Scikit-Learn Intro
Scikit-learn is a library in Python that provides many unsupervised and supervised learning algorithms. It’s built upon some of the technology you might already be familiar with, like NumPy, pandas, and Matplotlib.
As you build robust Machine Learning programs, it’s helpful to have all the sklearn commands all in one place in case you forget.
Linear Regression
Import:
from sklearn.linear_model import LinearRegression
your_model = LinearRegression()
Fit:
your_model.fit(x_training_data, y_training_data)
.coef_
- contains the coefficients
.intercept_
- contains the intercept
Predict:
predictions = your_model.predict(your_x_data)
.score()
- returns the coefficient of determination R² of the prediction.
Naive Bayes
Import and create the model:
from sklearn.naive_bayes import MultinomialNB
your_model = MultinomialNB()
Fit:
your_model.fit(x_training_data, y_training_data)
Predict:
# Returns a list of predicted classes - one prediction for every data point
predictions = your_model.predict(your_x_data)
# For every data point, returns a list of probabilities of each class
probabilities = your_model.predict_proba(your_x_data)
K-Nearest Neighbors
Import and create the model:
from sklearn.neighbors import KNeighborsClassifier
your_model = KNeighborsClassifier()
Fit:
your_model.fit(x_training_data, y_training_data)
Predict:
# Returns a list of predicted classes - one prediction for every data point
predictions = your_model.predict(your_x_data)
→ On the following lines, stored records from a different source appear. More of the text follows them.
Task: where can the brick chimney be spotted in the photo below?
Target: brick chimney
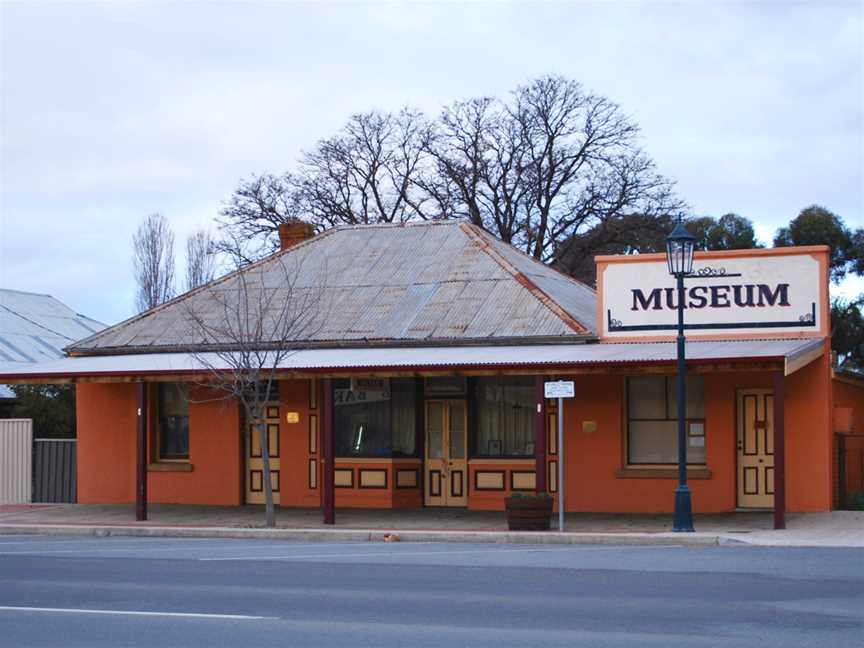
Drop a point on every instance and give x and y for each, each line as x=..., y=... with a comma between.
x=293, y=231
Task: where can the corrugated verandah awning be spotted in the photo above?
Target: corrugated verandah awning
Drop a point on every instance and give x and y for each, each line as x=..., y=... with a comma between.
x=792, y=353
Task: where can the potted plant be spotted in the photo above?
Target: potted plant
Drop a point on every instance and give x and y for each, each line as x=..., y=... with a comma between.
x=528, y=511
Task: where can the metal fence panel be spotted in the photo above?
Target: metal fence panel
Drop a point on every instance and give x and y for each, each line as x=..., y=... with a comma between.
x=54, y=475
x=16, y=439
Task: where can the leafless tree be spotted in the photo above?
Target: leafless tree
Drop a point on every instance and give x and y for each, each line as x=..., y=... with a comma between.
x=244, y=327
x=200, y=259
x=548, y=164
x=538, y=169
x=153, y=262
x=364, y=173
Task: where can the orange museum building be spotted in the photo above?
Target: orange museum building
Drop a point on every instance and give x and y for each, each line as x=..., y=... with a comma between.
x=454, y=415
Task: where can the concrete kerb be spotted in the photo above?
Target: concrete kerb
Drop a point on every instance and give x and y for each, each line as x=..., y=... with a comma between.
x=376, y=535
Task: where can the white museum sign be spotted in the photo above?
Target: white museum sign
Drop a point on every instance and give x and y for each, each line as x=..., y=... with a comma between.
x=751, y=294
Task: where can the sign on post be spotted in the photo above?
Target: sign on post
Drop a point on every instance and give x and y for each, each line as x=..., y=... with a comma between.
x=560, y=389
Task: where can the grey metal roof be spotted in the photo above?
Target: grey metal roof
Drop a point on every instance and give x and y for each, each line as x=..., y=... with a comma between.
x=795, y=353
x=35, y=328
x=439, y=281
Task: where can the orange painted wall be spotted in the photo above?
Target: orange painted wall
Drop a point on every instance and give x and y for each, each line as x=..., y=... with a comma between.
x=107, y=453
x=106, y=419
x=593, y=458
x=850, y=397
x=809, y=437
x=106, y=456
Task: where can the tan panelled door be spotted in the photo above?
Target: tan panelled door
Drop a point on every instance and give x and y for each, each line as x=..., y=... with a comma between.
x=755, y=449
x=254, y=461
x=446, y=454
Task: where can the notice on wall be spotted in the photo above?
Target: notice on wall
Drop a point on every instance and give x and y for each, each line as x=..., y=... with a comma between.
x=559, y=389
x=753, y=293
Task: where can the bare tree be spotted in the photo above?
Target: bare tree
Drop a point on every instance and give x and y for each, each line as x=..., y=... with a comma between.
x=200, y=259
x=153, y=262
x=538, y=169
x=244, y=327
x=547, y=165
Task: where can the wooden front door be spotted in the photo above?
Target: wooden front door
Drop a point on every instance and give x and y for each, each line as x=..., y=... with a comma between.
x=755, y=448
x=446, y=471
x=254, y=461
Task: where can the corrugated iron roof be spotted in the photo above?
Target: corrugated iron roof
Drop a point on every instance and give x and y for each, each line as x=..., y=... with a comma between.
x=35, y=328
x=795, y=353
x=438, y=281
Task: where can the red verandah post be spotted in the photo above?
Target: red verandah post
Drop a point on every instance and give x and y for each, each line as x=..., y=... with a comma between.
x=540, y=436
x=779, y=454
x=141, y=472
x=327, y=452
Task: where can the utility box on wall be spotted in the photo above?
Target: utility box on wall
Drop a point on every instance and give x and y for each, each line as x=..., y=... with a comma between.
x=843, y=420
x=16, y=461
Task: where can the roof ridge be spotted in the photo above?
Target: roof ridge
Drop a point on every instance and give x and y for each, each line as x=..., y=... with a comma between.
x=479, y=238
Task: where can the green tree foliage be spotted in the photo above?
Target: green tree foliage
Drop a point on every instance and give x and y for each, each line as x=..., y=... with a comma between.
x=52, y=408
x=729, y=232
x=643, y=233
x=816, y=225
x=847, y=332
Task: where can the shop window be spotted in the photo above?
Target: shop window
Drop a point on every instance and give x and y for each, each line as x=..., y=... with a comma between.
x=652, y=420
x=375, y=418
x=173, y=421
x=503, y=417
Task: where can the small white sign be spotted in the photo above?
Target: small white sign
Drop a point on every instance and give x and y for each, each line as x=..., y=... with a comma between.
x=559, y=389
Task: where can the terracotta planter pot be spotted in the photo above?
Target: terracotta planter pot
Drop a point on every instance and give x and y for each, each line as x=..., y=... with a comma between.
x=528, y=513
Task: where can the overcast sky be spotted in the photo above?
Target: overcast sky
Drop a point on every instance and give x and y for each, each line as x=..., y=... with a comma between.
x=114, y=110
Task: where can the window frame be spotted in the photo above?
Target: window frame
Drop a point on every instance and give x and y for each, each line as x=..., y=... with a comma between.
x=473, y=412
x=156, y=413
x=691, y=465
x=419, y=450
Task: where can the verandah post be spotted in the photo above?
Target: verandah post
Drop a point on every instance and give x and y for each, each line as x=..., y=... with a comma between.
x=779, y=454
x=327, y=452
x=141, y=463
x=540, y=436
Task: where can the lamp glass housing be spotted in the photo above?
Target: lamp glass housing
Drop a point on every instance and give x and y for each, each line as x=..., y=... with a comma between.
x=679, y=250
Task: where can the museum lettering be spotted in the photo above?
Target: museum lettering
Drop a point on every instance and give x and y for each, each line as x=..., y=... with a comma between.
x=719, y=296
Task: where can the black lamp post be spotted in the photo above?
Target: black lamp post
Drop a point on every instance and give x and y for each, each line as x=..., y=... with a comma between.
x=679, y=256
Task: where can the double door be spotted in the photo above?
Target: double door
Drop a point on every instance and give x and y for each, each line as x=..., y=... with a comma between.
x=446, y=471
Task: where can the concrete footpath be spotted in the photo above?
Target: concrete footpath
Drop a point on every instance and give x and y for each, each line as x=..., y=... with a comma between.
x=831, y=529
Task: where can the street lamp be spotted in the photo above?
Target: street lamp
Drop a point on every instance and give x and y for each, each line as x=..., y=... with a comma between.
x=679, y=256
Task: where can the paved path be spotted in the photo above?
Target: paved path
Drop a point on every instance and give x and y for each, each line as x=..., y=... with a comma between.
x=68, y=591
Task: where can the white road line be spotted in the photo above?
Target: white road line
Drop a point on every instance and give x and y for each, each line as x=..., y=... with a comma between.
x=191, y=615
x=144, y=548
x=396, y=554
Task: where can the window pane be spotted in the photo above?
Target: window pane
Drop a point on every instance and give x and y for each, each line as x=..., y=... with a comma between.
x=505, y=416
x=646, y=396
x=402, y=393
x=457, y=430
x=375, y=418
x=173, y=421
x=653, y=442
x=435, y=430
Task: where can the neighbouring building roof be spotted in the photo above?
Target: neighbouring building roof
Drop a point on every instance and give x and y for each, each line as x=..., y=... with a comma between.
x=36, y=328
x=438, y=282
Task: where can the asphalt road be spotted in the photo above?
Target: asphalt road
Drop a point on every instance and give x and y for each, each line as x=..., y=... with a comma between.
x=64, y=591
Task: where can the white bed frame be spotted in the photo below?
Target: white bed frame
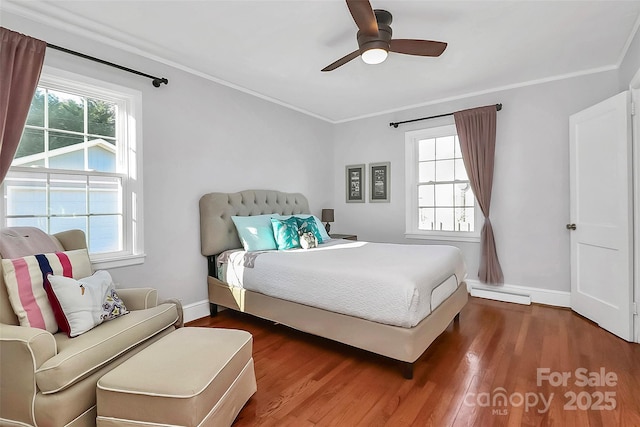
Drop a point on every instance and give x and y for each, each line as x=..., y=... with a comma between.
x=218, y=233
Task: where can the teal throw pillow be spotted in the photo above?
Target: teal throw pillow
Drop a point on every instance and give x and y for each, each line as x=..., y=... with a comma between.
x=255, y=232
x=308, y=225
x=285, y=232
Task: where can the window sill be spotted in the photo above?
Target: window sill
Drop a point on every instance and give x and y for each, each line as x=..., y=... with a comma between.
x=117, y=261
x=473, y=238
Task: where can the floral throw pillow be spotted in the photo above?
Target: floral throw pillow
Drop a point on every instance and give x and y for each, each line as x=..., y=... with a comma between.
x=308, y=225
x=80, y=305
x=285, y=232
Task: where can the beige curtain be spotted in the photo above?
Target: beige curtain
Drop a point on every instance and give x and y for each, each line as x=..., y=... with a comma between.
x=21, y=59
x=477, y=135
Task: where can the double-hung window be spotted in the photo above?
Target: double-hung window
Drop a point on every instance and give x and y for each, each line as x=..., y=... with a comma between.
x=78, y=166
x=440, y=203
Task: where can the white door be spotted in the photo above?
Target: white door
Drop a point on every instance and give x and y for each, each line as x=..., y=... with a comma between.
x=601, y=215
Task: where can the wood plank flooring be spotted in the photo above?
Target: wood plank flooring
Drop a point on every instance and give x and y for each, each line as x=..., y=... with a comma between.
x=482, y=372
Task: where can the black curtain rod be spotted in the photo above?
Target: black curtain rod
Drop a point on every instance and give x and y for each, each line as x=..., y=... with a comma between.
x=156, y=80
x=395, y=125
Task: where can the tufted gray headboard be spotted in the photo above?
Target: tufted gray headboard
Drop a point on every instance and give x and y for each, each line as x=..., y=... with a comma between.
x=217, y=231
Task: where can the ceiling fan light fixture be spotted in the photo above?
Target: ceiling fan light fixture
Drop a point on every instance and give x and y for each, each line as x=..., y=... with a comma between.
x=374, y=56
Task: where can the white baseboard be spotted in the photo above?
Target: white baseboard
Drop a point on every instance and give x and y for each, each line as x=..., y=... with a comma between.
x=519, y=294
x=196, y=310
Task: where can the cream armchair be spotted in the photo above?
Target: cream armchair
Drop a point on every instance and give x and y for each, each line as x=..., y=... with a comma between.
x=50, y=379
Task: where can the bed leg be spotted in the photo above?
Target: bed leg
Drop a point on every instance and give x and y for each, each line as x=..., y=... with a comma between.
x=407, y=370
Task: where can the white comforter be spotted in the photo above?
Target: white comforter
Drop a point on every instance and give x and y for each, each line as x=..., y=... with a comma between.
x=386, y=283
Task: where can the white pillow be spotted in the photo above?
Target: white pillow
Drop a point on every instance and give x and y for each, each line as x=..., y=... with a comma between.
x=85, y=303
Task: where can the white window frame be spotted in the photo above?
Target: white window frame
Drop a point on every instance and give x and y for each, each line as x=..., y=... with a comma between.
x=128, y=160
x=412, y=231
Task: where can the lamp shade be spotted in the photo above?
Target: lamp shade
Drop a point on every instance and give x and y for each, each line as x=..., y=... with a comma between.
x=327, y=215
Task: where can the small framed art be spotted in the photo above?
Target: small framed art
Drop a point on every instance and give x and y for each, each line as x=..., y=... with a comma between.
x=355, y=183
x=380, y=175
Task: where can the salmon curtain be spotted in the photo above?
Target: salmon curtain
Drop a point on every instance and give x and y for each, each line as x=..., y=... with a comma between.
x=21, y=59
x=477, y=134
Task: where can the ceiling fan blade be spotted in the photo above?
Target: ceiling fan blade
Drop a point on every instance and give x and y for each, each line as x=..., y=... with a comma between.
x=417, y=47
x=363, y=15
x=342, y=61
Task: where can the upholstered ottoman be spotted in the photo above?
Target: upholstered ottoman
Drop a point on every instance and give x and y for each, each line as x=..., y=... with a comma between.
x=191, y=377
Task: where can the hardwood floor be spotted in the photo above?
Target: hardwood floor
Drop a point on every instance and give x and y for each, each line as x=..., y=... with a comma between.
x=482, y=372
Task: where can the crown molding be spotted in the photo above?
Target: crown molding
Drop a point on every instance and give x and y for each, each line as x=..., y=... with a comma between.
x=51, y=15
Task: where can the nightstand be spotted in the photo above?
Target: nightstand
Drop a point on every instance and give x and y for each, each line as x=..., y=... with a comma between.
x=344, y=236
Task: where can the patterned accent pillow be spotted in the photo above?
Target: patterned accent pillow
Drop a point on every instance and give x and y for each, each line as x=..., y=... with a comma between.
x=24, y=279
x=308, y=225
x=113, y=306
x=84, y=303
x=285, y=232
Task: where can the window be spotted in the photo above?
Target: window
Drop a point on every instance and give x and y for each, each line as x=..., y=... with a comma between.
x=440, y=203
x=78, y=166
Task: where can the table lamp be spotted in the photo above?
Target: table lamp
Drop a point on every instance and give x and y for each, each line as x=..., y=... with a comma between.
x=327, y=216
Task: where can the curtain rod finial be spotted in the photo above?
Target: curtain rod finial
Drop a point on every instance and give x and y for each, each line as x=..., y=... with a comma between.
x=158, y=81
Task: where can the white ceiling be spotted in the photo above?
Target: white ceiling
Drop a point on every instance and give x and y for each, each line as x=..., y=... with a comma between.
x=276, y=49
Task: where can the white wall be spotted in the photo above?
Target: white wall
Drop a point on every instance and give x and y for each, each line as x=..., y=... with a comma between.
x=199, y=137
x=630, y=64
x=530, y=204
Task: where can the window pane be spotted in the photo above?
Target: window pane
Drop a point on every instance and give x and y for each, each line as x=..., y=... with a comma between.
x=105, y=195
x=426, y=171
x=40, y=223
x=426, y=218
x=464, y=195
x=72, y=160
x=426, y=149
x=68, y=195
x=32, y=142
x=458, y=152
x=464, y=219
x=444, y=170
x=102, y=117
x=445, y=148
x=460, y=171
x=105, y=233
x=444, y=195
x=444, y=219
x=66, y=112
x=26, y=194
x=426, y=195
x=36, y=109
x=59, y=224
x=102, y=155
x=60, y=140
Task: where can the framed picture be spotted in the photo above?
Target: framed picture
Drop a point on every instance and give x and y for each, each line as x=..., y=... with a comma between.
x=355, y=183
x=380, y=174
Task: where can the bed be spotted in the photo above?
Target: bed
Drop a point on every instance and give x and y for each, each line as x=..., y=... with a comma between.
x=404, y=338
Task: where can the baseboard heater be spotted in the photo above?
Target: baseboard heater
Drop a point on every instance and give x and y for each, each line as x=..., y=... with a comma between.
x=500, y=295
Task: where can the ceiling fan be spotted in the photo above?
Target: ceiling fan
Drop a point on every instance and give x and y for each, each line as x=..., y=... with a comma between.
x=374, y=37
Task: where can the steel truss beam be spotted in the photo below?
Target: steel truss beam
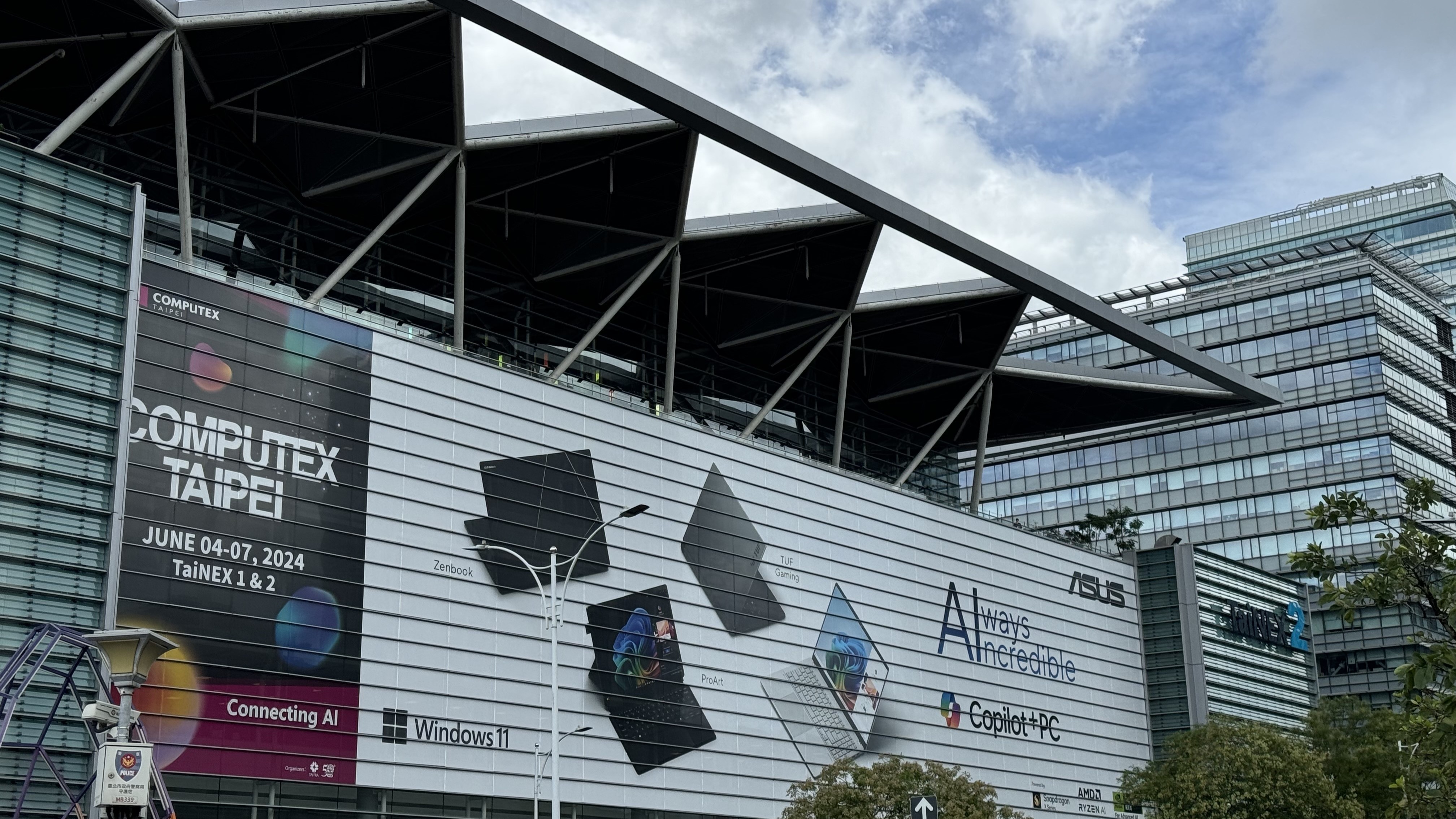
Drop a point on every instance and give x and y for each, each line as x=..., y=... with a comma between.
x=925, y=387
x=375, y=174
x=384, y=226
x=608, y=259
x=828, y=315
x=573, y=222
x=41, y=62
x=103, y=94
x=798, y=371
x=611, y=70
x=70, y=40
x=940, y=432
x=578, y=167
x=330, y=59
x=136, y=90
x=331, y=127
x=184, y=165
x=612, y=312
x=960, y=407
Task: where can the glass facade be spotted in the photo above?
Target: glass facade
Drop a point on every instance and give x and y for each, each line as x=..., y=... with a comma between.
x=1363, y=355
x=66, y=254
x=1221, y=637
x=1416, y=216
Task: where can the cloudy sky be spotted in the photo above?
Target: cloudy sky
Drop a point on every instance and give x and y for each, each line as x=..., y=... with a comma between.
x=1084, y=136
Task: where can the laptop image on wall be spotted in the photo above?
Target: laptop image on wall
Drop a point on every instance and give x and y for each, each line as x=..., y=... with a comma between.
x=533, y=505
x=829, y=702
x=724, y=551
x=638, y=668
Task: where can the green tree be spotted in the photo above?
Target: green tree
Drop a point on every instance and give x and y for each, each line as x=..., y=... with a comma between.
x=1360, y=750
x=1238, y=770
x=883, y=790
x=1117, y=526
x=1416, y=570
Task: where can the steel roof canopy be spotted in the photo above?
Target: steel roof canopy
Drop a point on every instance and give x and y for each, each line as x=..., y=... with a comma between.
x=616, y=73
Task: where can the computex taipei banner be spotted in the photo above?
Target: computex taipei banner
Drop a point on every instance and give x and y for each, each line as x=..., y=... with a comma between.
x=766, y=616
x=244, y=534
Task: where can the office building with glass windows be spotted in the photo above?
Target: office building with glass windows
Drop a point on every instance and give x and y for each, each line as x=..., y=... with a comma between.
x=1417, y=216
x=1350, y=329
x=295, y=360
x=1221, y=637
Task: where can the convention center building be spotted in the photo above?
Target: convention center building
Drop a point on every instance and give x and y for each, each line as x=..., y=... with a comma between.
x=298, y=366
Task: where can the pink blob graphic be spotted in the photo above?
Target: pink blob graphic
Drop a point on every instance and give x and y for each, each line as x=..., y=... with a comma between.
x=209, y=372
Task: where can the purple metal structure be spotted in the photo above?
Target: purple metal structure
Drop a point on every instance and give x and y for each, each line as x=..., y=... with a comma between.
x=35, y=661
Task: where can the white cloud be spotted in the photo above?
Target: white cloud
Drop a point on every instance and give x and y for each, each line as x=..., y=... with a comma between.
x=1350, y=97
x=849, y=87
x=1072, y=56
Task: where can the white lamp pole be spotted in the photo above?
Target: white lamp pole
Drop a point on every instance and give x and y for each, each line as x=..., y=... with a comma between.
x=536, y=792
x=550, y=611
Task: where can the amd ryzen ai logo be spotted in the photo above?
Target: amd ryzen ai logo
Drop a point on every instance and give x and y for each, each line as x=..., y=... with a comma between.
x=1091, y=588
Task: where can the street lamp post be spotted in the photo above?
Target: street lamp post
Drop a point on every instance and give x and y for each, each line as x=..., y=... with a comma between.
x=536, y=790
x=551, y=612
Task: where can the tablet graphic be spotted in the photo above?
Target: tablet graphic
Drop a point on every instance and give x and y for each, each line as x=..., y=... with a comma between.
x=638, y=668
x=533, y=505
x=829, y=702
x=724, y=550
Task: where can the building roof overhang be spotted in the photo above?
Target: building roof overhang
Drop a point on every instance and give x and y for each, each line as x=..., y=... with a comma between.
x=346, y=107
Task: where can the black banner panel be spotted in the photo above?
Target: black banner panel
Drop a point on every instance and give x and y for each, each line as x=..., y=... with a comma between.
x=244, y=538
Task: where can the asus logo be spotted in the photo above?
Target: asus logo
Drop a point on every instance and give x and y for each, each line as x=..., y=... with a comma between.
x=1091, y=588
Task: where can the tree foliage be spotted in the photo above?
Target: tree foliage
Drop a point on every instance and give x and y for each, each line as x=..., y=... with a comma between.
x=883, y=790
x=1360, y=750
x=1117, y=526
x=1416, y=570
x=1238, y=770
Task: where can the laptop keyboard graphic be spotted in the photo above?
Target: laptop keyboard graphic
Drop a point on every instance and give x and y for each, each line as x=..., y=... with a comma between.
x=823, y=710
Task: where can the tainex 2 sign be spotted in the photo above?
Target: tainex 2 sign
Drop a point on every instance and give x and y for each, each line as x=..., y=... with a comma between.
x=1270, y=626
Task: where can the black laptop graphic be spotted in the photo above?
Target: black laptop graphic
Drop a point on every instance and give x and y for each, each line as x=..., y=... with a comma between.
x=533, y=505
x=638, y=668
x=724, y=550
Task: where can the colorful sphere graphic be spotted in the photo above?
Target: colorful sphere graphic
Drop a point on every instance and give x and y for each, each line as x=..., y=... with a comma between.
x=171, y=703
x=308, y=629
x=209, y=372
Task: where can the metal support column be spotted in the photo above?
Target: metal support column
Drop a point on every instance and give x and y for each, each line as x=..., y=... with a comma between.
x=458, y=63
x=384, y=226
x=784, y=388
x=980, y=449
x=612, y=312
x=672, y=332
x=844, y=393
x=459, y=257
x=945, y=425
x=101, y=95
x=179, y=135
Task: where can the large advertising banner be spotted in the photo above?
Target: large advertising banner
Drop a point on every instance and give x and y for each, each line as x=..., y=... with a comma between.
x=320, y=515
x=244, y=533
x=765, y=619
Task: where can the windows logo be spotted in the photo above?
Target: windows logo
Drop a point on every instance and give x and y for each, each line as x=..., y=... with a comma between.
x=396, y=725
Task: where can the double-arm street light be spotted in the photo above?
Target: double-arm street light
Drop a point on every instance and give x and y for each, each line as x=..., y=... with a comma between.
x=551, y=611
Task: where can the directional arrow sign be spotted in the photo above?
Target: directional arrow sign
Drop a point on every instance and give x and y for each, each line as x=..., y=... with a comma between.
x=924, y=808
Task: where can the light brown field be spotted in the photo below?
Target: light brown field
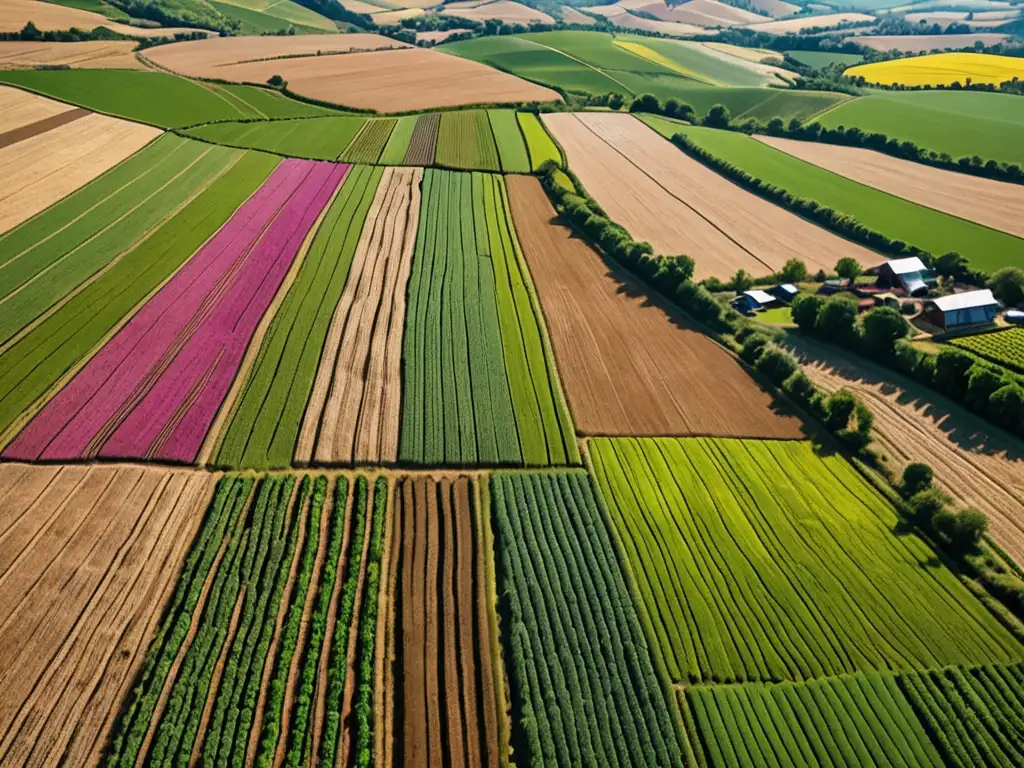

# For every data point, returns a list of probabilities of each class
probabilities = your_model.predict_proba(your_x_data)
K-Means
Import and create the model:
from sklearn.cluster import KMeans
your_model = KMeans(n_clusters=4, init='random')
n_clusters
- number of clusters to form and number of centroids to generate
init
- method for initialization
k-means++
- selects initial cluster centers for k-mean clustering in a smart way to speed up convergence
random
- choose k random observations for the initial centroids
random_state
- the seed used by the random number generator
Fit:
your_model.fit(x_training_data)
Predict:
predictions = your_model.predict(your_x_data)
Validating the model
Import and print accuracy, recall, precision, and F1 score:
from sklearn.metrics import accuracy_score, recall_score, precision_score, f1_score
print(accuracy_score(true_labels, guesses))
print(recall_score(true_labels, guesses))
print(precision_score(true_labels, guesses))
print(f1_score(true_labels, guesses))
Import and print the confusion matrix:
from sklearn.metrics import confusion_matrix
print(confusion_matrix(true_labels, guesses))